Magazine Media’s Half-Full Glass
Magazines may have an opportunity to lure marketers back to print, but platform dominance on digital remains an issue.
One of the takeaways from last week’s AMMC conference was Linda Thomas Brooks’ declaration that 2017 is the “Year of Magazine Media.” Brooks, head of the MPA, opened the conference by declaring that in an era of fake news, clickbait, and internet inundation, trusted media brands are more valuable than ever.
And with growing concern about poor ROI for programmatic advertising and rampant digital ad fraud, magazine media — whose largest companies actually offer a sales money-back promise — has an opportunity to lure marketers back to print.
These things all bode well for the magazine brands, and print magazines in particular, Brooks believes.
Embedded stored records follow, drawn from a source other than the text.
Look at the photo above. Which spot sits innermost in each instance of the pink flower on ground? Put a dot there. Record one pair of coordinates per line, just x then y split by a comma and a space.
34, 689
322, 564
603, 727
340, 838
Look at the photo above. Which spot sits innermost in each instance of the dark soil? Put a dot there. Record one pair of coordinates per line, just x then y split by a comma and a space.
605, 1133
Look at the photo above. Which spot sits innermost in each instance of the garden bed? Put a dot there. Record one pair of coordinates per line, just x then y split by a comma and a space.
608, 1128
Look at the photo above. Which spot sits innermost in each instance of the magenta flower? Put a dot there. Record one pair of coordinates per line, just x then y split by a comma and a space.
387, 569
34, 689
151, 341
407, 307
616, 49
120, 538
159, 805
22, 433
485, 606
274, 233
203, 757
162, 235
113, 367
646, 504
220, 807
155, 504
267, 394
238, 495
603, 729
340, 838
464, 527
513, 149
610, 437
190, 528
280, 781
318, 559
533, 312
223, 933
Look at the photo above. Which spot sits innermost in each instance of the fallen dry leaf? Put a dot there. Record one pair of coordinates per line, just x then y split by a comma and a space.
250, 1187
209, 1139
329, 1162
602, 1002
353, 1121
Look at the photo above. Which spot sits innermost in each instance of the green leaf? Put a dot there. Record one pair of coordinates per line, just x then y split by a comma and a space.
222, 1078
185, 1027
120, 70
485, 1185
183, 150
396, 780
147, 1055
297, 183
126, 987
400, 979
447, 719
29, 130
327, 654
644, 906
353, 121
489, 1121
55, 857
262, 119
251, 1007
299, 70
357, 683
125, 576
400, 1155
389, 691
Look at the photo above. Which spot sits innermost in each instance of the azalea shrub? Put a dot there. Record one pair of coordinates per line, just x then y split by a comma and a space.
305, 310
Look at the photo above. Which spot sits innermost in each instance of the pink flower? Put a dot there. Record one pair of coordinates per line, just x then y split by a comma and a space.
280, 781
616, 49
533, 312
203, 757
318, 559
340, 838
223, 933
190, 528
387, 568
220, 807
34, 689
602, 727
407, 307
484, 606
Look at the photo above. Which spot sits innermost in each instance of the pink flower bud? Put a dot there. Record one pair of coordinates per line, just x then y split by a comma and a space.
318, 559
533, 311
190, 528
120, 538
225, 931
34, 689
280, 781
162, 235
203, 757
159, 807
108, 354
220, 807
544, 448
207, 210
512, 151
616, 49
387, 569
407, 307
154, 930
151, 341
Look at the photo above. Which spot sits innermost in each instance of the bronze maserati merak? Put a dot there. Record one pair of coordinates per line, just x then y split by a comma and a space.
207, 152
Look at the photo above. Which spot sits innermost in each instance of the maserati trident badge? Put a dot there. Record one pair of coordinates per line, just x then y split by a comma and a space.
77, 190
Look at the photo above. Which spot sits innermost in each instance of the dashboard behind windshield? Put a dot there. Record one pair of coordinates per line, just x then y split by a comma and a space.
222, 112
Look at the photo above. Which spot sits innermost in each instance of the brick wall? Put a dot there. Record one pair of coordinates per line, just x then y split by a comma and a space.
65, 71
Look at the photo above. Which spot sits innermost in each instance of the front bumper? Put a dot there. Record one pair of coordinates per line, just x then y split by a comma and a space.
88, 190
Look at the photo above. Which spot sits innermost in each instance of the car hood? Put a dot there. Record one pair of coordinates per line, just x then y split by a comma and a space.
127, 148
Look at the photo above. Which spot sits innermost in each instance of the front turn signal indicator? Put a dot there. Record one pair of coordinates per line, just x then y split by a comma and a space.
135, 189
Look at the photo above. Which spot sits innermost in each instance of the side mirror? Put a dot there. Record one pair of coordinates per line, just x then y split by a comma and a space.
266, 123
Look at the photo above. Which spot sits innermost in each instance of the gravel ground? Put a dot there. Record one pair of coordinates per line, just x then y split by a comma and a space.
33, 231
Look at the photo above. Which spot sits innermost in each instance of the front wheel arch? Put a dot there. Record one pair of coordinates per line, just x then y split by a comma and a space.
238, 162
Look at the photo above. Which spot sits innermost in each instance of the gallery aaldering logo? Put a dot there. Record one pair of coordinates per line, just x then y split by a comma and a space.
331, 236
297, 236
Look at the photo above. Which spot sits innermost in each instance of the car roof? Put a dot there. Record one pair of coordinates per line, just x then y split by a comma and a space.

As consumers start to do “extreme vetting” of news sources (I heard that term yesterday in relation to media consumption), they’ll gravitate toward premium brands. And as they do, media companies can share that benefit with marketers, Brooks told a group of Folio: and min staffers earlier this week.
Marketers can use this moment as an opportunity to reinvest in brand-related marketing — traditional advertising — which is focused on building awareness and positive perception. Indeed, Brooks said, the direct-response nature of digital advertising has resulted in “overharvesting” of the lower end of the purchase funnel.
At the meeting, Brooks presented the MPA’s deck on the value of magazine media. It’s very impressive. It suggests that magazines — print magazines by themselves, not including their digital extensions — have more reach than the top-rated television programs. It suggests that print media is neurologically superior for recalling and comprehending messages. It claims that magazine media brands generate more social media content than any other media. And that the number-one brand on Facebook, Twitter, and Instagram is National Geographic.
That’s all pretty incredible.
But here’s the thing: The facts as they stand in the market in the early part of 2017 don’t support this happy narrative. Platforms — especially Google and Facebook — are dominant. Seriously. Those two companies alone had more than $100 billion in 2016 revenue. That’s billion as in “B.” That’s more than twice the size of the magazine industry and about five times larger than the newspaper industry.
On the other hand, major magazine-media companies are in a sustained period of layoffs and turbulence.
So how does one reconcile these vastly divergent narratives? Brooks’ take is that the giant platforms of today may not be as dominant at some point in the future.
“Have you ever seen a tech company just go up?” she asked.